Standards Covered by this Lesson:
9.1.3.A. Know and use the elements and principles of each art form to create works in the arts and humanities.
9.1.3.B. Recognize, know, use and demonstrate a variety of appropriate arts elements and principles to produce, review and revise original works in the arts.
9.1.3.H. Handle materials, equipment and tools safely at work and performance spaces.

Students will be able to provide examples of different animals they can find at a zoo
Students will be able to create different animals without the use of a pattern
Students will be able to manipulate different materials, construction paper and feathers, to form animals

Cross Curricular Integration: Science (discussing animals and their living habitats)

Instructional Procedure:

Anticipatory Set:
Have class remain in their seats
Ask the class "By a show of hands, who has ever been to the zoo?"
Have the class brainstorm about different animals one can see at the zoo
Explain to the class that they, as a class, are going to make their own zoo that will be displayed for the whole school.
Developmental Activities
Give directions:
Students are to make different animals they can find at zoo using construction paper
To enhance creativity they may use any color they desire even if it is not the animal's natural colors
Pass out paper bags one group at a time
Once a student has a paper bag, he or she may walk up to the front of the room and pick out the colored construction paper needed
As the children work, they can obtain feathers and googly eyes from the teacher
Remind the students periodically to be as creative as possible, colors are important, the more the better.
Students are given 30 minutes
Students show their animals and state any facts they know about that animal (the type of place they live, what they eat, why they like that animal, etc.)

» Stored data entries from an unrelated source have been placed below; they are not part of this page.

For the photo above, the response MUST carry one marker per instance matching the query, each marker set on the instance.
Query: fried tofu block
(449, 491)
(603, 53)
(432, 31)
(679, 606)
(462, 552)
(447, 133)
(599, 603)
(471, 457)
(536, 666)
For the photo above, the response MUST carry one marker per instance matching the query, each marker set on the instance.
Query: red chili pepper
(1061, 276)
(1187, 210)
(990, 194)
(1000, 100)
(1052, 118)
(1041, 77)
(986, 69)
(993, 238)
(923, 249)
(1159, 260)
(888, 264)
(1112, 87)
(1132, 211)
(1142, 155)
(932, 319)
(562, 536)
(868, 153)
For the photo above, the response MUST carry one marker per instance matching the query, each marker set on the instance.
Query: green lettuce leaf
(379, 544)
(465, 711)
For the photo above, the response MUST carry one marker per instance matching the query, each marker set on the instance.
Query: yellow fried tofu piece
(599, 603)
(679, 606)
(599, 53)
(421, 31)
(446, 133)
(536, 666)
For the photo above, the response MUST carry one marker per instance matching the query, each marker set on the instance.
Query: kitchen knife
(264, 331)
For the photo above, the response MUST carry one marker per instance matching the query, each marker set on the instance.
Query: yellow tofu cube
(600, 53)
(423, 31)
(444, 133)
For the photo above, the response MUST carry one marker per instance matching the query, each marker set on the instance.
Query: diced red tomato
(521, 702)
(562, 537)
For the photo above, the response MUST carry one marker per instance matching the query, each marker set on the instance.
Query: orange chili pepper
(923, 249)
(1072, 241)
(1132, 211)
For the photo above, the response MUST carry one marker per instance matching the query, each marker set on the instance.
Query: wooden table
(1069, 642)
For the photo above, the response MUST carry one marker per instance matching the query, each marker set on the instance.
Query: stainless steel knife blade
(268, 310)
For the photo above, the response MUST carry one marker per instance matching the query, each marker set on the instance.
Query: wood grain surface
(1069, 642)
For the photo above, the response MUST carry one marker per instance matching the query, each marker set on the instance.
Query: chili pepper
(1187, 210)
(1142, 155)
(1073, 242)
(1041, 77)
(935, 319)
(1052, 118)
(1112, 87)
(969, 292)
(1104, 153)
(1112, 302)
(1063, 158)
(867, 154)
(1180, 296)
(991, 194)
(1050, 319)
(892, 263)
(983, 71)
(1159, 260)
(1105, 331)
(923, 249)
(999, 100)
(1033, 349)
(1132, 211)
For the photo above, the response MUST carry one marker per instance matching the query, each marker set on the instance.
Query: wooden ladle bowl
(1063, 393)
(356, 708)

Student participation in the open questioning
Student ability to put effort into the project
Student ability to make an animal from the zoo without a pattern
Student ability to explain the animal

Technology Extensions:
One computer in the classroom: Take the class on a virtual tour ( using either the endangered species or fierce creatures field trip.
Six computers in the classroom: Students can play games in partners about different animals as they finish their puppets.
Each child has a computer in the classroom: Students are given a chance to do research on the computer about the animal they are about to make. Once they have created their puppet, they can present the information they have found to the class along with their puppet.